Mueller means delicious in every language

11 German words that you definitely don't know

Status: 04/19/2021 11:09 a.m.

Do you know the word "Schurrmurr"? Do you know what it means when someone "squeals" or "sloppies"? These words are really in the Duden, but nobody uses them. Time to change that!

There are many words that we know but still use far too rarely. These include, for example, words like "butschern", "dösig", "luschern" or "schnökern". And then there are words that are totally beautiful, cute or simply suitable, but which, at least here in the north, almost nobody knows.

So we're expanding your vocabulary - bet you haven't heard these words before, but are guaranteed to use them in the future?

1. Ouch!

A "dachtel" or "tachtel" is one Slap. The Duden experts assume that the root of the word comes from Middle High German: "dāht" stands for "thinking". At some point this probably turned into the famous "memorandum" and then a blow to the head.

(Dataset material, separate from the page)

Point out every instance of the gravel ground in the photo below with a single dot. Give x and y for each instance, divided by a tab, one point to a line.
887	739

2. Do you also sometimes radot?

Bet you all know someone who can radiate endlessly? Did we know? "Radotieren" stands for "chatter uninhibited". According to Duden, the word is out of date - we think it should be revived urgently!

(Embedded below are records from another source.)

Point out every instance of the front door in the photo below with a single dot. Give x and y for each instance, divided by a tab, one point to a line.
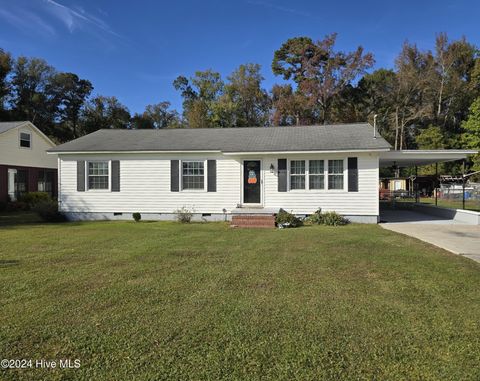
251	182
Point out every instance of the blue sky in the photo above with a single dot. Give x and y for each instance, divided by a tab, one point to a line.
135	49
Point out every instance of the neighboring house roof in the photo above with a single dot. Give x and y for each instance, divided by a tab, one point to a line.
7	126
341	137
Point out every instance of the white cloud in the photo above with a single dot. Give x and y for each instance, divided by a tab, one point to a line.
77	18
27	21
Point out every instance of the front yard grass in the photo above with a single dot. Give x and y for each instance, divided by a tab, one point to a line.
166	301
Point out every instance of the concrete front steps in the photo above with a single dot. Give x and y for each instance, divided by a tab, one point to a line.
253	218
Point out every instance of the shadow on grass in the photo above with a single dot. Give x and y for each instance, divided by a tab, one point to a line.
8	263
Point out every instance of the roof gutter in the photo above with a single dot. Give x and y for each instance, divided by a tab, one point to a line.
51	152
305	151
55	152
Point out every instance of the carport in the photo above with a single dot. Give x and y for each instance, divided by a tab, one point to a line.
414	159
454	230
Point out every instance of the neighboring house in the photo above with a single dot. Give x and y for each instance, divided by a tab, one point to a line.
111	174
25	165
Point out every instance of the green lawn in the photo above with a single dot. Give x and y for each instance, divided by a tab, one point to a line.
165	301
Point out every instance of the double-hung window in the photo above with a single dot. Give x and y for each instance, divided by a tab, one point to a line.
297	174
316	175
335	174
98	175
193	175
25	140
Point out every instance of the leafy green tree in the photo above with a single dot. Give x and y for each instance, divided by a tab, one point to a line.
161	115
471	132
68	93
431	138
319	72
6	64
376	94
454	64
244	102
290	108
200	94
411	97
156	116
141	122
29	99
103	112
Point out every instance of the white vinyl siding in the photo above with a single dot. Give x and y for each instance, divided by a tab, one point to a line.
361	203
98	177
146	185
193	175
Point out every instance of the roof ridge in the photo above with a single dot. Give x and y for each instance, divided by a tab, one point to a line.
233	128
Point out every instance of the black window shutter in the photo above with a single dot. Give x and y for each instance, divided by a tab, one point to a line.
81	176
282	175
174	180
115	175
353	174
212	175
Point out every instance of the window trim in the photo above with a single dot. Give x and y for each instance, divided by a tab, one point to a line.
205	175
20	132
325	175
317	174
87	183
344	174
305	175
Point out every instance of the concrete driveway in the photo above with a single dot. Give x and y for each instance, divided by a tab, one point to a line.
448	234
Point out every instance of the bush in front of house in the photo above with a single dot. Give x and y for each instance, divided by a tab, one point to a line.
283	219
33	198
184	215
48	211
327	218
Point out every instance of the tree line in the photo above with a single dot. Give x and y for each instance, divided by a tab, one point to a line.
426	101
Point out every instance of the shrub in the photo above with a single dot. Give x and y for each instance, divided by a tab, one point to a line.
184	215
3	206
327	218
48	211
334	219
284	219
33	198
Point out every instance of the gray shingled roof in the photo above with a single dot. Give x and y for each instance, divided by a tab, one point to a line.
5	126
249	139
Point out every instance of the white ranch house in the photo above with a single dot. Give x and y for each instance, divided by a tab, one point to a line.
217	173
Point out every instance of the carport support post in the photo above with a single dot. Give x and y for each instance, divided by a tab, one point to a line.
415	186
463	185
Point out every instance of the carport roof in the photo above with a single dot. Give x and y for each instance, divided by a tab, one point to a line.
411	158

By the way, there are several derivations of the origin of the word: "Radoter" in French means something like "chat, repeat yourself, talk nonsense, always chew the same stories over again". In the Middle Dutch language there was also the verb "doten", which meant something like "dream" or "become childish".


3. La la laaa ...

According to the Duden, a "particularly northern German" word. "Quinkelieren" (sometimes also "quinquilieren") stands for whistle, sing, warble, chirp, chirp. Example: "A lark squealed in the trees". Sounds like a perfect description for songbirds, but it can certainly also be applied to some people who squeak around in a very high-pitched voice.


4. Scuttled, scuttled, most scuttled

"Lost" is a slang word that describes someone who shy and timid is and little self-confidence Has. Sounds kind of cute!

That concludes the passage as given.